One of the things that keeps IT interesting is the same thing that makes it so maddening—change. Nothing changes as fast as hot technology in the early stages of the adoption curve. And while Software as a Service (SaaS) is actually the latest incarnation of application hosting, and therefore not strictly new, it has become a hot commodity in the past few years.
Open source, multi-tenancy, and service oriented architecture (SOA) have driven new delivery models that enable SaaS-based companies to provide quality applications at very reasonable prices. The outcome is that SaaS revenues overall are growing at an estimated 20% per year.
SaaSCon, one of the first SaaS conferences, has evolved along with the industry. 2008 was only the third year for SaaSCon, and the differences between the 2007 and 2008 illustrate how quickly the industry is evolving. While the rate of change within IT continues to escalate, SaaS is evolving particularly quickly. It has morphed from largely unproven technology to mainstream adoption in three short years.
Key Vendors Absent
One of the big changes in 2008 was vendors that were very prominent in 2007 were nowhere to be found. Three examples are Salesforce.com, Microsoft, and Workday. 2007’s show featured keynotes and panel discussions showcasing the stars of the industry, including Jim Steele, president of Worldwide Sales and Distribution for Salesforce, Dave Duffield, CEO and co-founder of WorkDay, and Gianpaolo Carraro, director for SaaS Architecture at Microsoft. At SaaSCon 2008, none of the these vendors were sponsors or supplied featured speakers.
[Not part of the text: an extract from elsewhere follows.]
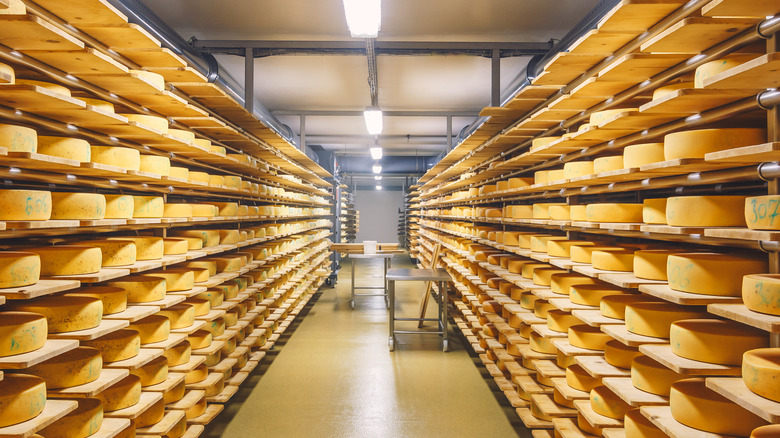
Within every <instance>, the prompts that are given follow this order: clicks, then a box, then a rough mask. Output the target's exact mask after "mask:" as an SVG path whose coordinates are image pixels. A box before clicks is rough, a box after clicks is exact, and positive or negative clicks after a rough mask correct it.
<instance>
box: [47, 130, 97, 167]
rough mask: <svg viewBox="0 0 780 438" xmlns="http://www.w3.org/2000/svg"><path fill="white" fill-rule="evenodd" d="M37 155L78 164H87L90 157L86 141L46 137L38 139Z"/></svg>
mask: <svg viewBox="0 0 780 438" xmlns="http://www.w3.org/2000/svg"><path fill="white" fill-rule="evenodd" d="M38 153H39V154H43V155H51V156H52V157H59V158H65V159H68V160H76V161H80V162H89V160H90V157H91V155H92V154H91V150H90V145H89V143H88V142H87V141H86V140H82V139H80V138H69V137H51V136H47V135H41V136H39V137H38Z"/></svg>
Where were they? Salesforce and Microsoft went to the show around the corner. There were two, count ’em, SaaS conferences on the West Coast within a month. SaaS Summit 2008, presented by OpSource, was conducted February 27-29 in
To be fair, SaaSCon and SaaS Summit each have a different focus. While vendors and end-user IT organizations were represented at both, SaaS Summit appears to be a more traditional vendor conference, with a speaker line-up very much reflecting the vendor constituency. SaaSCon was much more industry and end-user focused, with some excellent case study presentations by SaaS end users. Presentations by executives from Chiquita Brands International and Colorado Capital Bank were particularly intriguing, highlighting the fact that SaaS is being used very creatively in the enterprise space.
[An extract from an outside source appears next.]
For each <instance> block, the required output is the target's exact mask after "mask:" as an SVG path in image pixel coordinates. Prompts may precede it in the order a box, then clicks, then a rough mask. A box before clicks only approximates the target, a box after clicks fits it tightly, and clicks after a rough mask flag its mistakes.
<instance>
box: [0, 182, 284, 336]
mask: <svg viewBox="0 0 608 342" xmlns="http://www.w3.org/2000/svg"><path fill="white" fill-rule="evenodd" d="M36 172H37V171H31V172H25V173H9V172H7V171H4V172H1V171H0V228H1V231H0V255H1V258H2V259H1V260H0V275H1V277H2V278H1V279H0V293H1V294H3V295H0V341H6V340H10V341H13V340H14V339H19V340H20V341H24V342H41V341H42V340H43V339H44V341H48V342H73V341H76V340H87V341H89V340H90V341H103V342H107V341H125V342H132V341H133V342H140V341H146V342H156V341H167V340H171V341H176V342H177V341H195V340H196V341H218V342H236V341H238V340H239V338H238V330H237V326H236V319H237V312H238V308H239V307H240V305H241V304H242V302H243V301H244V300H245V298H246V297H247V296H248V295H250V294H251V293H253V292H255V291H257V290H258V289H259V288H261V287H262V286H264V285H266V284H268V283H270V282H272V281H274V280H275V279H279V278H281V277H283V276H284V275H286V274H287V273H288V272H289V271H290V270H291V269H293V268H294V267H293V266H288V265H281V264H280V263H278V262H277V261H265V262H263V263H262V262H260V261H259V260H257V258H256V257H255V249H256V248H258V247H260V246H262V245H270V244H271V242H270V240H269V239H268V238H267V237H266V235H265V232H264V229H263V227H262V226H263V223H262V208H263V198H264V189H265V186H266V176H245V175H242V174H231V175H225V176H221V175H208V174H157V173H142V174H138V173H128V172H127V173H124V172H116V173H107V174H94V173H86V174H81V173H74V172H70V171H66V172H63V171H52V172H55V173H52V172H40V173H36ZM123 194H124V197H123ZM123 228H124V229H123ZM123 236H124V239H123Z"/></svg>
What about the defecting vendors? While it is certainly understandable that vendors might not want to exhibit at two west coast shows within virtually the same time frame, the proximity in time and space makes one wonder why there is a need for two relatively small SaaS shows at all. Does it have anything to do with the fact that SaaSCon is now affiliated with ComputerWorld, while the SaaS Summit is sponsored by OpSource?